ANYONE who is confused about why the American people are so upset these days with their government should take a drive along U.S. 35 from Interstate 64 to the Ohio River.
The road shows a government that cannot deliver a quality product in a reasonable time.
The trip begins promising with a nice four-lane roller coaster ride up and down the hills of Putnam County.
There is plenty of room between the two lanes in each direction and with limited access interchanges along the way.
But after a dozen or so miles, the situation becomes harrowing.
Drivers have to click off cruise control as they decompress from modern interstate driving.
The curves are pretty tight as the road deposits cars at the foot of the Buffalo bridge over the Great Kanawha River.
Then things get worse.
West of that intersection, the modern highway transforms into a two-lane blacktop where hay wagons compete with tractor-trailers for space.
Add in an early morning fog or an afternoon drizzle and you have one of the flattest and yet one of the most dangerous roadways in West Virginia.
The signs may say U.S. 35 but the reality is this is merely part of W.Va. 817, which east of the bridge is a nice quiet state highway that connects Winfield with St.
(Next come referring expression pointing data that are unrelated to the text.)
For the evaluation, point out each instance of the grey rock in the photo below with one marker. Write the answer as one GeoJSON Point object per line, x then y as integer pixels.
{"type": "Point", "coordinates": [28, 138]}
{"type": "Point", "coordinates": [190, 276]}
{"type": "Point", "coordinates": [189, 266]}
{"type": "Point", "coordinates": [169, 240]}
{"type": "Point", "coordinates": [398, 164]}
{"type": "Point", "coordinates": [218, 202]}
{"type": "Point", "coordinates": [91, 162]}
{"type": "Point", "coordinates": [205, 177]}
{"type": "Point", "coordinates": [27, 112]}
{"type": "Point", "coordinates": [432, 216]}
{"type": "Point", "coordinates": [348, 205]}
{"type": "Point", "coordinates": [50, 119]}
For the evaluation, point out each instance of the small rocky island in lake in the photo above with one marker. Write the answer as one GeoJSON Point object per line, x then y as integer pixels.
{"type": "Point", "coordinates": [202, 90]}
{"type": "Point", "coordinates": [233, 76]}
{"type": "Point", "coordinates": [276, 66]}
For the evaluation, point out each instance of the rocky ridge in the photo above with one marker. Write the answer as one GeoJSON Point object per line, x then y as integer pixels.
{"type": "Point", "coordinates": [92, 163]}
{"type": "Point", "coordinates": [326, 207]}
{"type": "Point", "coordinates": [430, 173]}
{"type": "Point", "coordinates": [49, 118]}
Albans via the John Amos plant.
The biggest threat to drivers is the occasional suicidal deer who leaps from the woods and attacks a car.
Highways officials are not to blame for the U.S. 35 mess.
If they had their way, U.S. 35 would be one fun roller coaster ride all the way to Point Pleasant where a bridge would await drivers to take them on to Ohio.
But the appropriators of state money decided the money is not there.
On Monday, the Gazette reported on the state's alternative proposals for funding construction, including borrowing money through a bond.
In short, the road will not be built any time soon.
How different from three years ago, when officials declared the project a near emergency.